Zimbabwe – Day 3 & 4

After a restful night’s sleep and a long lay-in we head off in search of breakfast in 32 degrees.  It’s Saturday and feels really quiet strange as there’s no hockey kit to ready in preparation for a match, no fantasy football league to argue over and no Match of the Day to record. There’s also no attendance at birthday parties to celebrate the milestones of Ellen & Jo at 30 & 60 respectively!!

We take a wander around town to locate our Nomad truck meeting point for 2 days time. Its not busy and local traders are eager to engage us in conversation in the hope of making a sale of everything from wooden bowls, a set of carved “big 5” animals to an 8 foot giraffe beautifully welded from recycled metal!! We gently advise that we’re not in the market currently. Personally, I quite fancied this rhino but sadly he’s not for sale.

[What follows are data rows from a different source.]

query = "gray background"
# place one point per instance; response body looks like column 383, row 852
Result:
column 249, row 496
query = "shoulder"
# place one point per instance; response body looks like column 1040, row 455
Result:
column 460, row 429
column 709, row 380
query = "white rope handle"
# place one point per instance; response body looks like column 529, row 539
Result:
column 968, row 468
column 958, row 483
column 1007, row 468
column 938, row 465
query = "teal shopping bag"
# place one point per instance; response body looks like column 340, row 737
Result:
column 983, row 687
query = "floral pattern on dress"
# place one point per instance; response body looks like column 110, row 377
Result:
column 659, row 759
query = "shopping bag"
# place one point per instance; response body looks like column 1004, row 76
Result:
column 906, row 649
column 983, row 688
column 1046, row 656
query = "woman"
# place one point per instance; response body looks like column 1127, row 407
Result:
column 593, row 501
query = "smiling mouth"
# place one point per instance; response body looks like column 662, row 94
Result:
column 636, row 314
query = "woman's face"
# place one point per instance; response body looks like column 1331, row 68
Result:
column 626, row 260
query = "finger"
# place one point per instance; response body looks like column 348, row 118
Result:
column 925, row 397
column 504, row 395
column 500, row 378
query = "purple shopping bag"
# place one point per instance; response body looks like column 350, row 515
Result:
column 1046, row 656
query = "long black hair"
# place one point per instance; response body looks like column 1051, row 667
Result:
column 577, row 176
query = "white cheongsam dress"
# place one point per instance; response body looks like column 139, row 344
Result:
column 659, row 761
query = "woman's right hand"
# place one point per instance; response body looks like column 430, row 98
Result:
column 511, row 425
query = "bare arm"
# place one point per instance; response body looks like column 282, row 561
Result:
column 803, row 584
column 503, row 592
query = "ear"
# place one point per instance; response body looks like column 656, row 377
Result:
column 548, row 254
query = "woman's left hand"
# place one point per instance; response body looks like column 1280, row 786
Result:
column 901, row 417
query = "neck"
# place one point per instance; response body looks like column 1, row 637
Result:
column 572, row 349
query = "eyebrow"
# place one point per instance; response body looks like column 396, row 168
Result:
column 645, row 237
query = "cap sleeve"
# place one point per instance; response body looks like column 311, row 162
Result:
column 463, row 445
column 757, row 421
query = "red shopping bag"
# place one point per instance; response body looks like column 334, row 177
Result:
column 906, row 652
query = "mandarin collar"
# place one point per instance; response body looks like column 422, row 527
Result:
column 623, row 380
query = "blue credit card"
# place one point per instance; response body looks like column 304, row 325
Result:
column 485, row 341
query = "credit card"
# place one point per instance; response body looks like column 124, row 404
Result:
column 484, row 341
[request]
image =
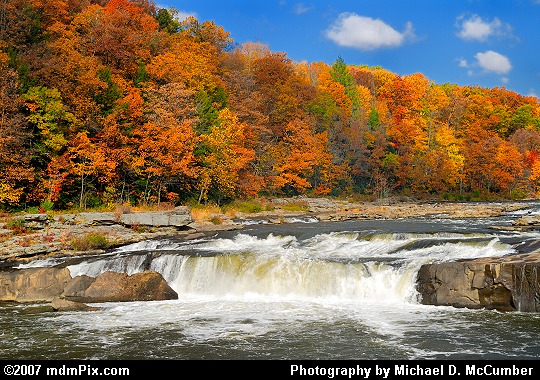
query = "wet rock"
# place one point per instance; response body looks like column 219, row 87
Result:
column 33, row 284
column 504, row 284
column 119, row 287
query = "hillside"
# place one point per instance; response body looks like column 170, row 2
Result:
column 117, row 102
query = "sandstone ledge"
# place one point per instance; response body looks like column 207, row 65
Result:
column 506, row 284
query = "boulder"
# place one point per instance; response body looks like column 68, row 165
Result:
column 179, row 217
column 503, row 284
column 33, row 284
column 56, row 285
column 119, row 287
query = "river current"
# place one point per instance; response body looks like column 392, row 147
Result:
column 303, row 290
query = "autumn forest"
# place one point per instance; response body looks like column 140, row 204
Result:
column 117, row 101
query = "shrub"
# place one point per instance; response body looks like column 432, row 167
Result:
column 18, row 226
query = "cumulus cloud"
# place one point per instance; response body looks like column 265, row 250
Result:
column 494, row 62
column 301, row 8
column 366, row 33
column 474, row 28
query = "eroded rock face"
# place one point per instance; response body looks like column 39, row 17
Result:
column 56, row 285
column 33, row 284
column 501, row 284
column 119, row 287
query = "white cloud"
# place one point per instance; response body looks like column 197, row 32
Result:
column 494, row 62
column 476, row 29
column 300, row 8
column 463, row 63
column 366, row 33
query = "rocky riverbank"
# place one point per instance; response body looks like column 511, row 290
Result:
column 509, row 283
column 64, row 234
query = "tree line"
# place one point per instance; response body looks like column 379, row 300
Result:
column 105, row 102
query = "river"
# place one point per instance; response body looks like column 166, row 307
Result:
column 304, row 290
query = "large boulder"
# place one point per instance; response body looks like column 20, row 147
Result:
column 55, row 285
column 33, row 284
column 504, row 284
column 119, row 287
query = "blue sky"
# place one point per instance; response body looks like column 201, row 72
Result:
column 490, row 43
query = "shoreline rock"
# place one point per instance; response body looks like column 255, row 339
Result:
column 505, row 284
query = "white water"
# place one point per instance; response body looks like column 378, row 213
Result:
column 335, row 266
column 302, row 293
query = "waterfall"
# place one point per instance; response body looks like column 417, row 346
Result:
column 347, row 266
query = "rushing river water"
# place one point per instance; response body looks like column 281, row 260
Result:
column 305, row 290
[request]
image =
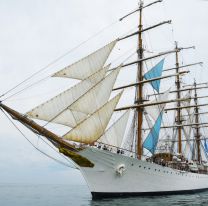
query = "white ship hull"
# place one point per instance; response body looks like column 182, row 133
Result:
column 138, row 178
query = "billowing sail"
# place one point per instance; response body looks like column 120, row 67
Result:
column 188, row 118
column 114, row 135
column 92, row 128
column 155, row 110
column 151, row 141
column 88, row 65
column 55, row 106
column 87, row 104
column 155, row 72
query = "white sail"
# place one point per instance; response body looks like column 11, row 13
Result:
column 155, row 110
column 94, row 126
column 88, row 65
column 87, row 104
column 55, row 106
column 115, row 134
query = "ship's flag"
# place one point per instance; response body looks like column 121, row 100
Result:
column 155, row 72
column 151, row 141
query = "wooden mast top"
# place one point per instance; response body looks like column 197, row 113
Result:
column 178, row 87
column 140, row 86
column 197, row 129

We return to the rest camp and retreat from the very hot sun. I catch-up by writing a chapter of my blog and a read of my book whilst Brownie concentrates on learning Spanish – trips to Spanish speaking destinations in 2023 are in the pipeline so we’ll be reliant on her resulting studies.

We head for the Lookout Cafe for a sundowner and early dinner. It overlooks a horseshoe bend in the Zambezi River and the bridge crossing in the distance being the border between Zimbabwe on the left and Zambia on the right.  It’s the night before full-moon and the Zambezi glistens as it glides by.  En-route to our watering hole very excitedly we book a helicopter flight over the falls for tomorrow afternoon.

The following day after large quantities of  wise water the night before, we have a very late lunch and a lounge by the pool. Our helicopter pick-up is at 4pm and the helipad is just a 5 mins drive from the rest camp. After a weigh-in and safety briefing we join our Flight of Angels with 2 other passengers. Everyone gets a window seat and I get the golden ticket up front next to the pilot.

The flight is just 12 mins but affords us with a fantastic opportunity to view the falls from above and appreciate just how vast they really are. It’s summer here currently and the resulting reduction in the water flow allows us to view the whole of the canyon as the water flows down which at other times of the year would be completely obscured by towering plumes of mist as vast quantities of water cascade over the falls. We see elephants crossing the river as we return to the helipad. It’s our first game sighting of the trip other than our resident pesky monkeys who when they’re not terrorising me in the washblocks are desperate to get through the windows into our hut!!

I mentioned previously that it was nearly full moon and tonight it is and we return to the Falls at around 7 to take a tour with the park guides to witness a lunar bow. Lunar rainbows are viewed when the moon is near to full (when it is at its brightest). A Lunar rainbow is a rainbow produced by light reflected off the surface of the moon refracting off of in this case the spray generated by the waterfall into the air.  Luna rainbows are relatively faint, due to the smaller amount of light reflected from the surface of the moon. Because the light is usually too faint to excite the cone color receptors in human eyes, it is difficult for the human eye to discern colors in a moonbow. As a result, they often appear to be white.

We spend around an hour marvelling at the truly awesome spectacle and feel very blessed to have been able to witness our first Lunar Bow. We head back to camp to pack after a truly memorable day. We are leaving camp at 6.30am to join our Nomad truck.